Thread (24 messages) 24 messages, 7 authors, 2014-11-14

Re: [PATCH 4/4] arm: dts: omap3-gta04: Add static configuration for devconf1 register

From: Paul Walmsley <paul@pwsan.com>
Date: 2014-11-13 22:59:41
Also in: linux-arm-kernel, linux-devicetree, linux-omap, lkml

Hi

On Thu, 13 Nov 2014, Tony Lindgren wrote:
* Tomi Valkeinen [off-list ref] [141113 03:33]:
quoted
On 12/11/14 17:02, Tony Lindgren wrote:
quoted
quoted
And, with a quick grep, I see CONTROL_DEVCONF1 touched in multiple
places in the kernel.

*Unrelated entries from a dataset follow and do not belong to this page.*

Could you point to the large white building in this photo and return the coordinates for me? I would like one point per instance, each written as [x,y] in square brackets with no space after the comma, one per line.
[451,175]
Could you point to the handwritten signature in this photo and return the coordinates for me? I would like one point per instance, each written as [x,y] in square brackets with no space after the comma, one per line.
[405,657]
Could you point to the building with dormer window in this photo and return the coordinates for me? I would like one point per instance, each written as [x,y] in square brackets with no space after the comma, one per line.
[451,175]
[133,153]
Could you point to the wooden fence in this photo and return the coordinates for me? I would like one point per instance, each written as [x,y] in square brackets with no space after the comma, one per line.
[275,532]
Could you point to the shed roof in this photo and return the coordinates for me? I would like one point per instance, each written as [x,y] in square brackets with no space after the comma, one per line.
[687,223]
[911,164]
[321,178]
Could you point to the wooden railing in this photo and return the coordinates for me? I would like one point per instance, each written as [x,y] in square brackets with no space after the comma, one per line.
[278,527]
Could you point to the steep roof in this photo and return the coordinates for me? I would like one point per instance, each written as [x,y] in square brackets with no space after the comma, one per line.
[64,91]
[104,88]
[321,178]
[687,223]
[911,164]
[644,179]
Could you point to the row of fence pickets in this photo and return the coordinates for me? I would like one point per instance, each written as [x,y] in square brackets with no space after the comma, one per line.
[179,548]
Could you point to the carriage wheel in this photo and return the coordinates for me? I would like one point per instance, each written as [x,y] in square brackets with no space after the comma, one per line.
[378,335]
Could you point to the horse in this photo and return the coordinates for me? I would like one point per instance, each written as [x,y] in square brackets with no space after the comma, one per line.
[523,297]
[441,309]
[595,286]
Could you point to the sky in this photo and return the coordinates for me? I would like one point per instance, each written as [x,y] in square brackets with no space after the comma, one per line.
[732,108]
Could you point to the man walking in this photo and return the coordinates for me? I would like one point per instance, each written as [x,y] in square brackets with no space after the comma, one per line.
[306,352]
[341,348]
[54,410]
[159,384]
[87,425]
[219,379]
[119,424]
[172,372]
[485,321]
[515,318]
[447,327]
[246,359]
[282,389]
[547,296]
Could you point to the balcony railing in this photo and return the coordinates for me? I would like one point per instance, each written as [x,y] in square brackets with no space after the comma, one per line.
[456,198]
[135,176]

I wonder if adding a pinmux entry for it could
cause some rather odd problems.
They can all use pinctrl-single no problem.
Can, but don't. That's my worry. If we touch the DEVCONF1 via pinmux,
and we have code in mach-omap2 that also touch DEVCONF1, without any
knowledge (and locking) between those...
Hmm yeah the McBSP clock mux could be racy as the mux register for
McBSP is treated as a clock. This register muxes the clock between
external pin and internal clock. Considering that this should be
selectable at board level as the external clock probably needs to be
used if level shifters are being used, it should be really handled by
pinctrl-single.

The other use for hsmmc.c and pdata-quirks.c for the one time mux for
MMC clock from the MMC clock pin. That can be done with pinctrl-single
from the MMC driver too for DT based booting.

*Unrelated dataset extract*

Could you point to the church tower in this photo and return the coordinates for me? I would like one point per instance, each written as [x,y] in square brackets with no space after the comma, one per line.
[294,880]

Then we just have the save and restore of the registers for
off-idle.
 
quoted
So _maybe_ that's not an issue, as the pinmux config we have here is
fixed, and done once at boot time, and maybe the code in mach-omap2 that
touch DEVCONF1 is also ran just once and not at the same time as the
pinmux. But I don't know if that's so.
It seems we could just do a read-only check for McBSP in the clock
code for the mux register, or even completely drop that code from
cclock3xxx_data.c and start using the pinctrl for that mux.

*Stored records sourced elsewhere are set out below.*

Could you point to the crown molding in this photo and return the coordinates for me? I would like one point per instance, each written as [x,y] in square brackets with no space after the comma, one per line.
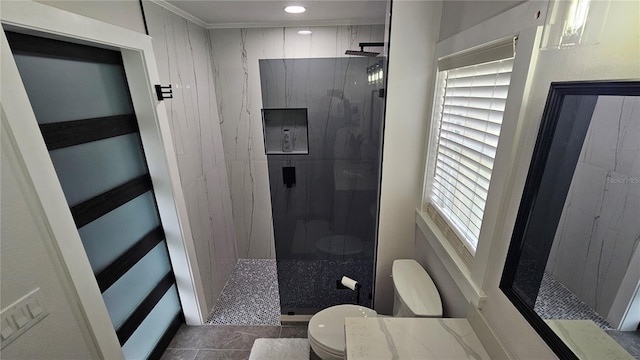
[244,25]
[180,12]
[294,24]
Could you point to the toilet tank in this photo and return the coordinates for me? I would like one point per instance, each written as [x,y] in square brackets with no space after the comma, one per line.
[415,293]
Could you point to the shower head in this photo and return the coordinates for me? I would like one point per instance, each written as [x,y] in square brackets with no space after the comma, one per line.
[361,52]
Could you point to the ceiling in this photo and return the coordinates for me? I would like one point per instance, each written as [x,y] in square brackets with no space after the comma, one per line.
[265,13]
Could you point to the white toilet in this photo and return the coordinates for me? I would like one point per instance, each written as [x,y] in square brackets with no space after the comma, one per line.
[415,296]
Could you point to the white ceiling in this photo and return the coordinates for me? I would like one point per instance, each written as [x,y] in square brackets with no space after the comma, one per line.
[266,13]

Paul & Tero, got any comments here?
It's best to move all of the SCM register reads/writes to an SCM IP block 
driver.  This driver would be the only entity that would touch the SCM IP 
block registers - no other code on the system would touch it (perhaps 
aside from anything needed for early init).  The SCM driver would enforce 
mutual exclusion via a spinlock, so concurrent SCM register modifications 
wouldn't flake out.  Then the SCM driver would register clocks with the 
CCF, register pins with the pinctrl subsystem, etc. etc.